= Anna Maria Siega-Riz =

American nutrition and child health academic

Anna Maria Siega-Riz is an American nutrition, maternal and child health scientist and academic administrator. She is dean of the University of Massachusetts Amherst School of Public Health and Health Sciences. Siega-Riz was previously associate dean for research and the Jeanette Lancaster Alumni Professor of Nursing at University of Virginia School of Nursing.

== Education ==
Anna Maria Siega-Riz completed a Bachelors of Science in Public Health with a major in nutrition at UNC Gillings School of Global Public Health in 1982. She earned a Master of Science in Food, Nutrition, and Food Service Management from University of North Carolina at Greensboro in 1983. She obtained a Doctor of Philosophy in nutrition with a minor in epidemiology from Gillings School of Global Public Health in 1993. From 1994 to 1995, Siega-Riz completed postdoctoral research at the Carolina Population Center.

== Career ==
Siega-Riz joined the faculty at the UNC Gillings School of Global Public Health as a research assistant professor in 1995. She became the associate dean for academic affairs and led the Reproductive, Perinatal, and Pediatric Program in the Department of Epidemiology. Siega-Riz is the associate dean for research and the Jeanette Lancaster Alumni Professor of Nursing at University of Virginia School of Nursing.

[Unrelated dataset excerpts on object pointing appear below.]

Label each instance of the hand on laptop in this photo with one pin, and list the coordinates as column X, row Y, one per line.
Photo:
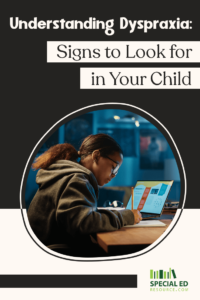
column 137, row 216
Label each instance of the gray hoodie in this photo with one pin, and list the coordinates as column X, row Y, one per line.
column 64, row 209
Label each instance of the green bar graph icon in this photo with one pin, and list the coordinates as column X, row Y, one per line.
column 162, row 274
column 173, row 273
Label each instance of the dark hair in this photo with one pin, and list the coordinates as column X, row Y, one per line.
column 103, row 142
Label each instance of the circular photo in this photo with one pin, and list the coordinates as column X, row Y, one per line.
column 104, row 184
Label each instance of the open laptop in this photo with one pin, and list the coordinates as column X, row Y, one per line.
column 150, row 197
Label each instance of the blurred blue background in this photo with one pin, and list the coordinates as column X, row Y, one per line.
column 147, row 154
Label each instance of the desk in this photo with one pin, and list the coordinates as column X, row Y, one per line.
column 129, row 240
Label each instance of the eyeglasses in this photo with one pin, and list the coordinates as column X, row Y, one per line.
column 115, row 170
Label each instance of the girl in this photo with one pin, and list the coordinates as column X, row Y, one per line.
column 64, row 209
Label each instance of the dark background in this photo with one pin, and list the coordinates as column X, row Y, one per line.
column 35, row 95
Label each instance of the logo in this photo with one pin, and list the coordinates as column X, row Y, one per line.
column 164, row 281
column 162, row 274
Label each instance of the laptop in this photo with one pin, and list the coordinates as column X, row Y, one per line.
column 150, row 197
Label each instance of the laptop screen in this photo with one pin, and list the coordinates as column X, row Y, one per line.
column 150, row 196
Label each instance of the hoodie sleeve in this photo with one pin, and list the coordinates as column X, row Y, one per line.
column 77, row 210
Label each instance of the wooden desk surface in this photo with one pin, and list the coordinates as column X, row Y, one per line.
column 129, row 240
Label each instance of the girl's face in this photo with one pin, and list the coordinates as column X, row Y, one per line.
column 105, row 168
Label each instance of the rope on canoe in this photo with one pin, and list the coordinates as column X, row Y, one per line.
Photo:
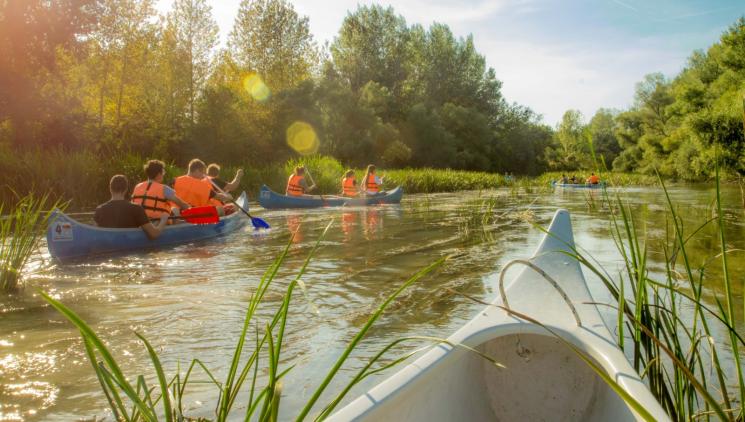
column 545, row 277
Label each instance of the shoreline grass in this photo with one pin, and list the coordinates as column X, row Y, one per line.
column 81, row 177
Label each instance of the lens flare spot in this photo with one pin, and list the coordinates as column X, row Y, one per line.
column 255, row 86
column 302, row 138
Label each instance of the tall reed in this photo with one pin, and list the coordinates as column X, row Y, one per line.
column 20, row 233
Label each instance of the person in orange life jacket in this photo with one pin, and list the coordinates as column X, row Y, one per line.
column 196, row 189
column 213, row 172
column 349, row 184
column 372, row 184
column 153, row 195
column 120, row 213
column 296, row 184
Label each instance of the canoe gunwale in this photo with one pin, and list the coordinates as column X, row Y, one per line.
column 270, row 199
column 90, row 241
column 411, row 390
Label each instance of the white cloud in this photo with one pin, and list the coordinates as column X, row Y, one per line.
column 554, row 78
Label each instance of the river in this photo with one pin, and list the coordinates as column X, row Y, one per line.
column 189, row 301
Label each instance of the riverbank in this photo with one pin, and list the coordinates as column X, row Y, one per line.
column 82, row 177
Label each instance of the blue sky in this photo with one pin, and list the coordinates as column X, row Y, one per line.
column 552, row 55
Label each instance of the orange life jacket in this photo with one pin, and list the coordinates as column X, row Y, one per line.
column 348, row 186
column 151, row 196
column 370, row 184
column 294, row 188
column 193, row 191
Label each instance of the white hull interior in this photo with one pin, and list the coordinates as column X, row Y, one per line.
column 543, row 379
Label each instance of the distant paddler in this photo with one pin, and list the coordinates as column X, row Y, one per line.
column 349, row 184
column 372, row 183
column 297, row 185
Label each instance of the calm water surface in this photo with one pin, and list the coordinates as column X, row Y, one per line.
column 190, row 301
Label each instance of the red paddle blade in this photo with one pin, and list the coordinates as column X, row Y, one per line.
column 201, row 215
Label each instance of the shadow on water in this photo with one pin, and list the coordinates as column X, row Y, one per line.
column 190, row 300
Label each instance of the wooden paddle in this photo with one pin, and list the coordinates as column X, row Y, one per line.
column 258, row 223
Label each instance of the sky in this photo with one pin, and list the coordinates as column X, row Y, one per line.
column 551, row 55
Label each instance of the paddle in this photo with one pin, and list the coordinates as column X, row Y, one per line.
column 258, row 223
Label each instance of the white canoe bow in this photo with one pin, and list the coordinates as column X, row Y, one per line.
column 543, row 378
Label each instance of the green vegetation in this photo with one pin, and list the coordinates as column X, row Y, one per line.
column 674, row 126
column 672, row 349
column 106, row 77
column 20, row 233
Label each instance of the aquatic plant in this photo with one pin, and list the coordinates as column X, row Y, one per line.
column 20, row 233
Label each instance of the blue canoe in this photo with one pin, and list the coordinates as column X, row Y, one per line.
column 68, row 239
column 272, row 200
column 579, row 185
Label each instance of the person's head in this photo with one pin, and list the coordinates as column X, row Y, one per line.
column 196, row 168
column 118, row 185
column 154, row 168
column 213, row 170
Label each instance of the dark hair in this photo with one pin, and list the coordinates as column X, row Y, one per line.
column 213, row 170
column 153, row 168
column 118, row 184
column 196, row 165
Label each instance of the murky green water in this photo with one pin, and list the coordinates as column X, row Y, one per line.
column 190, row 300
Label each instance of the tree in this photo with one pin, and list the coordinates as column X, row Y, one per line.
column 269, row 38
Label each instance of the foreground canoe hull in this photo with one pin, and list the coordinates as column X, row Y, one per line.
column 272, row 200
column 542, row 378
column 70, row 240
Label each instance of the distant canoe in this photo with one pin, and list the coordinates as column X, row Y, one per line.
column 579, row 185
column 68, row 239
column 272, row 200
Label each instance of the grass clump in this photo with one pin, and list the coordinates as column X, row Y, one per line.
column 20, row 233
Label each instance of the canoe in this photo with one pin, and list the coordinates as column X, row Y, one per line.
column 69, row 240
column 578, row 185
column 543, row 378
column 273, row 200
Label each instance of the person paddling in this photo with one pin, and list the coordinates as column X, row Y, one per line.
column 349, row 184
column 196, row 189
column 372, row 183
column 155, row 197
column 119, row 213
column 593, row 179
column 296, row 184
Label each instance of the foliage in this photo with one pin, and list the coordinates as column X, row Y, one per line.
column 21, row 231
column 112, row 78
column 674, row 126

She served on the Dietary Guidelines Federal Advisory Committee from 2013 to 2015. She also served on the advisory council of the National Heart, Lung, and Blood Institute.

She was a registered dietitian from 1983 to 2014. She speaks English and Spanish.

In 2019, she became a dean of the University of Massachusetts Amherst School of Public Health and Health Sciences.